Tante famiglie non possono più pagare i premi della cassa malati, i Verdi vogliono una cassa malattia unica, ma come saranno i premi? Non saranno cancellati tanti posti di lavoro?
Per ora, la cassa malati è obbligatoria per legge ma gli operatori sono tutti privati. I privati hanno bisogno di tanti soldi per il management e per la pubblicità, che si risparmierebbero con una cassa unica. Da una parte si risparmierebbe, d’altra si risolverebbe il problema di certe casse malattia non prendono persone con un passato difficile. Le casse vogliono assicurati che costano poco, quindi sopratutto giovani. I premi non cambierebbero di molto, non credo che verrebbero abbassati, però potrebbero venir livellati in modo da non subire aumenti. Tutto il pacchetto dovrebbe essere rivisto completamente.
Adesso, se i premi sono troppo alti, si può anche cambiare cassa malattia; dopo, con una cassa unica, questo non sarebbe più possibile. Cosa succederebbe se comunque una famiglia non fosse in grado di pagare il premio?
È tutto ancora in discussione, ma ci sono diverse possibilità. Si potrebbe cambiare ad esempio il sistema delle tasse per aiutare queste famiglie. Un’altra possibilità potrebbe essere che i bambini non paghino più il premio. Un’altra ancora potrebbe essere di adattare i premi al salario, ma questo il popolo svizzero in passato non l’ha accettato. Come detto, non ci sono ancora soluzioni concrete, il pacchetto dovrà essere affrontato globalmente.

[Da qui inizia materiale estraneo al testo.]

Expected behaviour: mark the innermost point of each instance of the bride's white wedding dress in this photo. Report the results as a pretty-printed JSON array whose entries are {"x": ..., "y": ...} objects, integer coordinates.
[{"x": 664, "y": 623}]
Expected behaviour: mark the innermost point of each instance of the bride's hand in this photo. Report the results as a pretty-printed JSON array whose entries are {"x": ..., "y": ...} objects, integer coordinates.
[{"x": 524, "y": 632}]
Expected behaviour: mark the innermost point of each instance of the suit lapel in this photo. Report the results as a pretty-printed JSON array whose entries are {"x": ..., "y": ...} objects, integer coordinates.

Ci sono sempre più donne nel ruolo di leader, ma ci sono ancora notevoli differenze di salari. Perché la parità è ancora lontana?
Se lo sapessi, saprei anche dove iniziare. È vero che ci sono tante donne che occupano posizioni elevate, ma sono troppo poche, anche nella politica. In altri Paesi come la Svezia hanno introdotto le quote. Lo Stato ha deciso che in un consiglio d’amministrazione il 30% devono essere donne. In Svizzera, poi, ci sono quelli che dicono che non è tanto questione di donne o di uomini, ma di merito. Ma io affermo che le donne sono qualificate. La cura dei bambini in tanti posti ancora non è regolata. In altri Paesi questo problema è stato affrontato meglio. Ci sono tante donne dotate di elevata formazione le quali, però, appena hanno figli, vedono sorgere davanti a loro ostacoli enormi. Anche i salari sono un grosso problema, le differenze di salario perpetuano anche le differenze tra donna e uomo all’interno di una relazione. Una soluzione potrebbe essere l’introduzione delle quote.